The way that project teams communicate internally and externally is left to each team, but:

  • Technical discussion should take place in the public domain as much as possible, ideally in GitHub issues and pull requests.
  • Each project should have a dedicated Slack channel (IBM internal). Decisions from Slack discussions should be captured in GitHub issues.
  • Project teams should actively seek out discussion and input from stakeholders who are not members of the team.

Project Governance

Planning

Project planning is managed in a Kanban board, specifically this Zenhub board:

Decision-making

Project teams should use consensus decision making as much as possible, but resort to lack of consensus decision making when necessary.

Consensus

Project teams use consensus decision-making with the premise that a successful outcome is not where one side of a debate has "won," but rather where concerns from all sides have been addressed in some way. This emphatically does not mean design by committee, nor compromised design. Rather, it's a recognition that every design or implementation choice carries a trade-off and numerous costs. There is seldom a 100% right answer.

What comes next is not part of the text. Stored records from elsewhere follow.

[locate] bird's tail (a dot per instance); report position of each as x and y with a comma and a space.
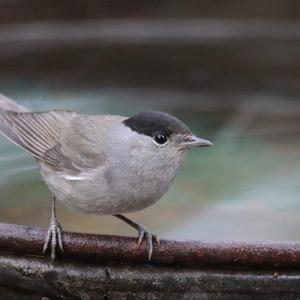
7, 104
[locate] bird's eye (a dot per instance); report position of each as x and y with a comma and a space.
160, 139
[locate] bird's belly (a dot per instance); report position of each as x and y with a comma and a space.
99, 197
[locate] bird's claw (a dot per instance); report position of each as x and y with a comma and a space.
54, 236
145, 234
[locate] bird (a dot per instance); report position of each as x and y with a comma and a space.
100, 164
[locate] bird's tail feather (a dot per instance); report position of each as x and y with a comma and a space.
7, 104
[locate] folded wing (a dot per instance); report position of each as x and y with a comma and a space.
37, 132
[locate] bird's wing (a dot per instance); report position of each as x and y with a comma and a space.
38, 132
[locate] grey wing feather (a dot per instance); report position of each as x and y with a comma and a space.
38, 133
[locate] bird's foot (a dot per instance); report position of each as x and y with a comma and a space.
149, 237
54, 237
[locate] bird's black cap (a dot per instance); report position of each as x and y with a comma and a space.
150, 123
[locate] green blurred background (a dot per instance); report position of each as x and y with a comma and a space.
230, 70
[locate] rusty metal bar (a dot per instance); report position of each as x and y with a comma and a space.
104, 248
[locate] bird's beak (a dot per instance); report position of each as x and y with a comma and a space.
194, 141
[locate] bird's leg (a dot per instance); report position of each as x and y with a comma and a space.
143, 234
54, 233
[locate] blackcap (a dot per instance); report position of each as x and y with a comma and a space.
101, 164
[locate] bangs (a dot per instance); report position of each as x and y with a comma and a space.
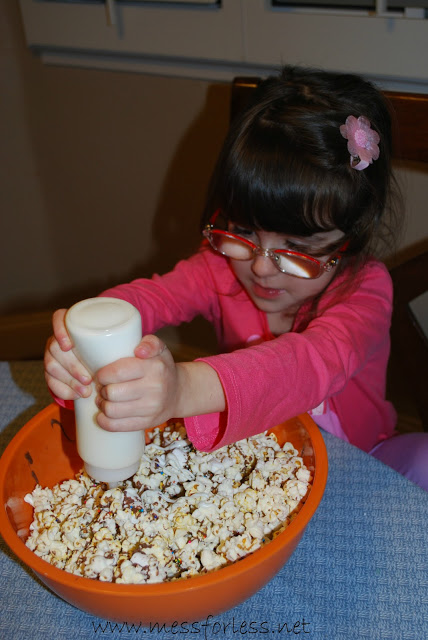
273, 179
280, 191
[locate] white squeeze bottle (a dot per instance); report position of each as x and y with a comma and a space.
104, 330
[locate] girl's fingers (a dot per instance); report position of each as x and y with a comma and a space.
66, 369
60, 331
150, 347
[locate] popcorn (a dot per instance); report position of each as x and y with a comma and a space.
184, 512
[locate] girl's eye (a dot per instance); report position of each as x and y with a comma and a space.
240, 231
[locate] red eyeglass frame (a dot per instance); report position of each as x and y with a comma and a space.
270, 253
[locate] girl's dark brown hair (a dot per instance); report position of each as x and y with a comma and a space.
285, 166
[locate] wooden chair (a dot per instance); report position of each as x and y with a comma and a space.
23, 336
408, 371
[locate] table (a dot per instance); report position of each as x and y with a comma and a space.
359, 572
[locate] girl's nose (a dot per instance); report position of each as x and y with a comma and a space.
263, 265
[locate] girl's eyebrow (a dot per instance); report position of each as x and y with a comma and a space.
322, 246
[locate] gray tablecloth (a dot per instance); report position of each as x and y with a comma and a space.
360, 571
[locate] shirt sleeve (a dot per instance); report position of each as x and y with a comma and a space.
277, 380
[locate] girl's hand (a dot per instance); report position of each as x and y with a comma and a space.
140, 392
65, 375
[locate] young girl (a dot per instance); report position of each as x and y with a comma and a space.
301, 309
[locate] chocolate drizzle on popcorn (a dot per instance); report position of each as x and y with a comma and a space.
183, 513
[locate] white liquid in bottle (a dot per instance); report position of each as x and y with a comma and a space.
104, 330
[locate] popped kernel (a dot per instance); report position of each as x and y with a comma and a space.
184, 513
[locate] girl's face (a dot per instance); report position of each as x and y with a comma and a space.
271, 290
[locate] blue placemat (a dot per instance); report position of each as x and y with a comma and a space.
359, 572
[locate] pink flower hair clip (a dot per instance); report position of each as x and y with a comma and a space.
362, 141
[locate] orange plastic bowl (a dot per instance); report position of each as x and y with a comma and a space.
44, 452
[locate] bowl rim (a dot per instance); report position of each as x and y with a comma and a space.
45, 570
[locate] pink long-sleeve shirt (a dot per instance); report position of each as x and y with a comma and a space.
335, 367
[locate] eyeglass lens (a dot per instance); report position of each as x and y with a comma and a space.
239, 250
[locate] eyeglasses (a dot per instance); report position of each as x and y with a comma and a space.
290, 262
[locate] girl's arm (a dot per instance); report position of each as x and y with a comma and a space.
171, 299
142, 392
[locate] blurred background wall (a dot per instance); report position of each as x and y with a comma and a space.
104, 176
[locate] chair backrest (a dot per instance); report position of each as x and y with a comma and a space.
409, 344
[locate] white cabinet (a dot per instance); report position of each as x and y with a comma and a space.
220, 39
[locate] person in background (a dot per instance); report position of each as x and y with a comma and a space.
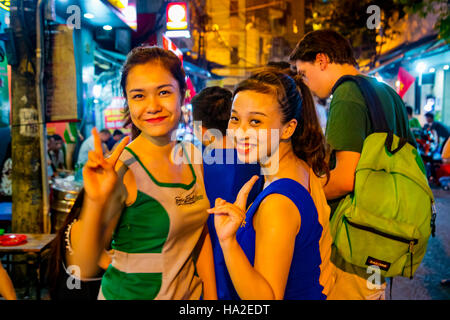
88, 145
6, 286
112, 141
150, 192
440, 129
322, 57
272, 249
211, 110
72, 136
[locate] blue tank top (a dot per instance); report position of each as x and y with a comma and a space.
303, 280
223, 179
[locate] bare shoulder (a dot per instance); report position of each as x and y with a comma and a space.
277, 211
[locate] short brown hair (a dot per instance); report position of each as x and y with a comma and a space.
329, 42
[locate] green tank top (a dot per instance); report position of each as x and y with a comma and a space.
156, 237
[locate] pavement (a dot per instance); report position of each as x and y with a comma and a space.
435, 265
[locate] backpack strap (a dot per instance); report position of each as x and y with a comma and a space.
376, 112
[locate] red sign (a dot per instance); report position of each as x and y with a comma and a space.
406, 80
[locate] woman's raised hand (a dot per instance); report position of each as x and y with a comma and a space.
98, 173
228, 216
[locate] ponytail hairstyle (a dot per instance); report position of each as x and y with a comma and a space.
296, 102
142, 55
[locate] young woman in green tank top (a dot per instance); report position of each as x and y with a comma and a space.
143, 200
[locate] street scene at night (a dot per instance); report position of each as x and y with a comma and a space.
224, 150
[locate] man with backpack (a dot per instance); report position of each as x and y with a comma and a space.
323, 58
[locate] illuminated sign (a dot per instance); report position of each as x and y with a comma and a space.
126, 11
119, 4
176, 16
5, 4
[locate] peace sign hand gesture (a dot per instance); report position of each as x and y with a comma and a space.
228, 216
98, 173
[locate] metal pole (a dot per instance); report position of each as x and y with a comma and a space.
41, 114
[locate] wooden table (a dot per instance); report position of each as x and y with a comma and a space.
35, 245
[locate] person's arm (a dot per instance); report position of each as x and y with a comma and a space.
342, 177
102, 196
205, 267
6, 286
276, 218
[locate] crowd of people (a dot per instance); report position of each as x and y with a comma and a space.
245, 217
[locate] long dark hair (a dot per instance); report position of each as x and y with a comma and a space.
143, 55
296, 102
57, 249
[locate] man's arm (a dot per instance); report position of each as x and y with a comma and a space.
342, 177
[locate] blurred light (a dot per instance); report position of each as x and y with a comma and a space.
176, 13
176, 16
421, 67
97, 90
178, 34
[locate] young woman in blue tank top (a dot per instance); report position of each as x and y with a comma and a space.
272, 250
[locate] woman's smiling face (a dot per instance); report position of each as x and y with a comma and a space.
154, 99
255, 124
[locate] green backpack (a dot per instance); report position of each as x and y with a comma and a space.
387, 220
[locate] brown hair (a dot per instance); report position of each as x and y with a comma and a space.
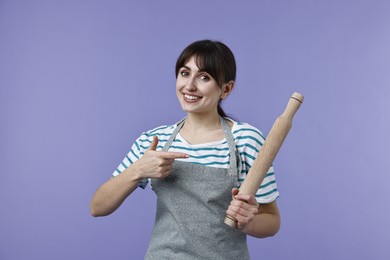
213, 57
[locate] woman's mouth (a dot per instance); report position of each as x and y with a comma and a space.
191, 98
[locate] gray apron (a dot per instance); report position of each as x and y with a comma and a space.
191, 206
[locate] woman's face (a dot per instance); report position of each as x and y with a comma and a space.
196, 90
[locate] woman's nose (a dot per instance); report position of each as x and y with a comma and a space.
191, 84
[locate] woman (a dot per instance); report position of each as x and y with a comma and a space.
195, 167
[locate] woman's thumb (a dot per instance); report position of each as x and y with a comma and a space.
154, 143
234, 192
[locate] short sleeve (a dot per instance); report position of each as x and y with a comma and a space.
252, 140
136, 151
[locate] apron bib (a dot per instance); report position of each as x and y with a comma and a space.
191, 206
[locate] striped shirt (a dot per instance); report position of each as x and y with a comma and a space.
248, 141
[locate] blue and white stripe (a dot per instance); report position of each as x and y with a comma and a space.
215, 154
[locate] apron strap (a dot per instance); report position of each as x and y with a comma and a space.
234, 167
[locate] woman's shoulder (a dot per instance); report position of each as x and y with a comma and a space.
160, 131
242, 129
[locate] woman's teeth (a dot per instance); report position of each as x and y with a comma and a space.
191, 97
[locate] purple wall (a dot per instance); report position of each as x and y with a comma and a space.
80, 80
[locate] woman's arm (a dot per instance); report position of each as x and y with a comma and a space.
112, 193
254, 219
153, 164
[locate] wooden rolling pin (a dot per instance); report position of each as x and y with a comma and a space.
268, 151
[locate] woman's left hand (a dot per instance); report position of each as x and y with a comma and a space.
243, 208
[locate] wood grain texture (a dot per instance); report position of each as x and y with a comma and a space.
269, 150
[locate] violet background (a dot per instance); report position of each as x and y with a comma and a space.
80, 80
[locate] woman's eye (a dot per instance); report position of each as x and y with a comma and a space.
184, 73
204, 77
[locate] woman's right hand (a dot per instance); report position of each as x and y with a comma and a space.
156, 164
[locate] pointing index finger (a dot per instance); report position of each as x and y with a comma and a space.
173, 155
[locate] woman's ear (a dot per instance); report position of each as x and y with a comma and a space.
226, 89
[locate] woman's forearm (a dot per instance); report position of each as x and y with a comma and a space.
112, 193
263, 225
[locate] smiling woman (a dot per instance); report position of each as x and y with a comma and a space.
195, 167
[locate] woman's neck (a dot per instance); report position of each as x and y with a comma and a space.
196, 122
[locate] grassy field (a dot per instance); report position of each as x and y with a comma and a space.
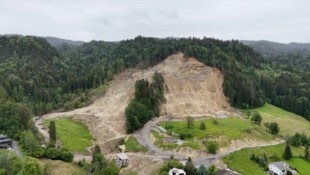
132, 145
73, 134
224, 131
240, 162
289, 123
57, 167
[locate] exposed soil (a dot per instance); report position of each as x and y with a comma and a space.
192, 89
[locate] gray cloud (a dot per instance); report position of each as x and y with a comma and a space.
282, 21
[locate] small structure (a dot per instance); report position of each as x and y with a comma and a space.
278, 168
121, 159
226, 172
5, 142
176, 171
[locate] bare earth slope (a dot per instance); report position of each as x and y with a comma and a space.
192, 89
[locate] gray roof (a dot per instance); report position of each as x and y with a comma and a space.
122, 156
280, 165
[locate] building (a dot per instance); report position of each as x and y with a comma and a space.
121, 159
5, 142
226, 172
278, 168
175, 171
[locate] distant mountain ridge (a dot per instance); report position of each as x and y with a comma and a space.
54, 41
269, 48
57, 42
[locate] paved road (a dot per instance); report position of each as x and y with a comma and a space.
143, 136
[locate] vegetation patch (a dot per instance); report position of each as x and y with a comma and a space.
288, 122
221, 130
56, 167
240, 160
73, 135
133, 145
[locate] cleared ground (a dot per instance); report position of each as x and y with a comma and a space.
229, 133
57, 167
73, 135
240, 162
192, 88
132, 145
289, 123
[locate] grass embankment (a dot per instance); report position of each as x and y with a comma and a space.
288, 122
73, 134
239, 161
223, 131
132, 145
57, 167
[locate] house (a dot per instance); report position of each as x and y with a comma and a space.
121, 159
176, 171
5, 142
278, 168
226, 172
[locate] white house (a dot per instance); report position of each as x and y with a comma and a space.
278, 168
121, 159
175, 171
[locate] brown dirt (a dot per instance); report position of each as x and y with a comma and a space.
192, 89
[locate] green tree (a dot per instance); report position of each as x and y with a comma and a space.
52, 132
256, 118
211, 170
202, 170
307, 154
272, 127
189, 167
287, 154
202, 126
212, 147
190, 122
31, 167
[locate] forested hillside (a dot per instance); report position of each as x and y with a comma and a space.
268, 48
41, 78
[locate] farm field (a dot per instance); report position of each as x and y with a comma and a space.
289, 123
239, 161
223, 130
73, 134
57, 167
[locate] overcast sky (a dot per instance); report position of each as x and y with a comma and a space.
275, 20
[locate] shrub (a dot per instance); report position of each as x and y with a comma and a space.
202, 126
212, 147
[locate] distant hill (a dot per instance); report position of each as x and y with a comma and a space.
57, 42
268, 48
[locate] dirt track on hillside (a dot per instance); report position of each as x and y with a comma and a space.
192, 89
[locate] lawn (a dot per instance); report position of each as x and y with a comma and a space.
240, 162
224, 131
73, 134
132, 145
289, 123
57, 167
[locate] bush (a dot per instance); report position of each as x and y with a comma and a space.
66, 155
59, 154
256, 118
212, 147
214, 121
202, 126
53, 153
272, 128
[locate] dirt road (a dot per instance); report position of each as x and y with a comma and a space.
144, 139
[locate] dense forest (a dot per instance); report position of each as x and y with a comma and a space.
146, 103
37, 77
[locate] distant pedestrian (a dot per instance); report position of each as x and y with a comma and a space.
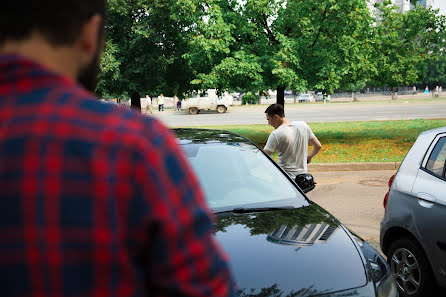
135, 101
149, 105
161, 102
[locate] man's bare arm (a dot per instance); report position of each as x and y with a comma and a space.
316, 147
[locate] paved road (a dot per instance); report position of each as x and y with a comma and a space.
332, 112
355, 198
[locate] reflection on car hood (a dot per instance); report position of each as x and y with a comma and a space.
301, 252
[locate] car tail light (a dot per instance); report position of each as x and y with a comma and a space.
386, 197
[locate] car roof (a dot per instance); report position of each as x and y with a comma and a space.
434, 132
199, 135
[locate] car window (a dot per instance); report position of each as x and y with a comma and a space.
435, 163
237, 174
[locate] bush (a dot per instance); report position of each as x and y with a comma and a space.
250, 98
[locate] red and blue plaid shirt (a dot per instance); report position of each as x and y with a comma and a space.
96, 200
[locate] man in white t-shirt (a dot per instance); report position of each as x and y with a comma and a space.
290, 140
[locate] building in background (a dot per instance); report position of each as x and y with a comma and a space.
406, 5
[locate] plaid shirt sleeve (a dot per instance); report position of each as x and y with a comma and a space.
182, 257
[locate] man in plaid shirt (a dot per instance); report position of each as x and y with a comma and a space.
95, 200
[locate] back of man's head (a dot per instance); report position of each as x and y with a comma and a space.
275, 109
59, 21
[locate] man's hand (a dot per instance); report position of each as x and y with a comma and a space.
309, 159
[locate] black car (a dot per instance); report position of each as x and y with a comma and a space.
280, 243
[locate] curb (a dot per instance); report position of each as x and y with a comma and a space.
361, 166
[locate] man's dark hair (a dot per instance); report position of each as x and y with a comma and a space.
275, 109
59, 21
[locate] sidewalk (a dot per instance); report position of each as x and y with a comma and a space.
360, 166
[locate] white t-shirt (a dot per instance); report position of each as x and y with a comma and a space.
291, 142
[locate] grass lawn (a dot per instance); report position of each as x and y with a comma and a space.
377, 141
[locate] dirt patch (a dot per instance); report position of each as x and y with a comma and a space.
373, 182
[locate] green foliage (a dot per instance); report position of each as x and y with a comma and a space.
258, 45
404, 43
250, 98
177, 46
146, 42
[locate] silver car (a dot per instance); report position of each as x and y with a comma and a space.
413, 230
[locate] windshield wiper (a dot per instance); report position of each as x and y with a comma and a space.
255, 209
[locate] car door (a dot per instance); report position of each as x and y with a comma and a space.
430, 212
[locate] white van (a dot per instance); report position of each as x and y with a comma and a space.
207, 101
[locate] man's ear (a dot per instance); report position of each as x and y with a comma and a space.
89, 40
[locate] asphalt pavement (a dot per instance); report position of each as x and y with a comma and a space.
314, 112
355, 198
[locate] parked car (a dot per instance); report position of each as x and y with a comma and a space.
305, 98
320, 97
280, 243
207, 101
413, 232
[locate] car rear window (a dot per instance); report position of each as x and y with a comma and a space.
436, 161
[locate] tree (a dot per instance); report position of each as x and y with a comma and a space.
404, 43
435, 70
276, 44
144, 50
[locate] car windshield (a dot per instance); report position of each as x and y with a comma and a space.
239, 175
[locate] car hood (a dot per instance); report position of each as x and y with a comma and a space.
296, 252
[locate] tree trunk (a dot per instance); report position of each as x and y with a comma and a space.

Breakthrough thinking sometimes end up changing the playing field by eliminating tradeoffs altogether, but more often, difficult decisions have to be made. The key is to have a clear vision and set of values and priorities, which is the core team's responsibility to set and communicate, and the project teams' responsibility to act upon.

Whenever possible, seek to reach consensus through discussion and design iteration. Concretely, the steps are:

  • New GitHub issue or pull request is created with initial analysis of tradeoffs.
  • Comments reveal additional drawbacks, problems, or tradeoffs.
  • The issue or pull request is revised to address comments, often by improving the design or implementation.
  • Repeat above until "major objections" are fully addressed, or it's clear that there is a fundamental choice to be made.

Consensus is reached when most people are left with only "minor" objections. While they might choose the tradeoffs slightly differently, they do not feel a strong need to actively block the issue or pull request from progressing.

One important question is: consensus among which people, exactly? Of course, the broader the consensus, the better. When a decision in a project team affects other teams (e.g. new/changed API), the team will be encouraged to invite people (e.g. leads) from affected teams. But at the very least, consensus within the members of the project team should be the norm for most decisions. If the core team has done its job of communicating the values and priorities, it should be possible to fit the debate about the issue into that framework and reach a fairly clear outcome.

Lack of consensus

In some cases, though, consensus cannot be reached. These cases tend to split into two very different camps:

  • "Trivial" reasons, e.g., there is not widespread agreement about naming, but there is consensus about the substance.
  • "Deep" reasons, e.g., the design fundamentally improves one set of concerns at the expense of another, and people on both sides feel strongly about it.

In either case, an alternative form of decision-making is needed.

  • For the "trivial" case, the project lead will make an executive decision or defer the decision to another maintainer on the team.
  • For the "deep" case, the project lead is empowered to make a final decision, but should consult with the core team before doing so.

Contribution process

Catalyst assets are typically stored in GitHub repositories and use a fork and pull request workflow for contributions. Specific instructions can be found in each project's GitHub CONTRIBUTING.md file.

Contributor License Agreement

We require contributors outside of IBM to sign our Contributor License Agreement (CLA) before code contributions can be reviewed and merged.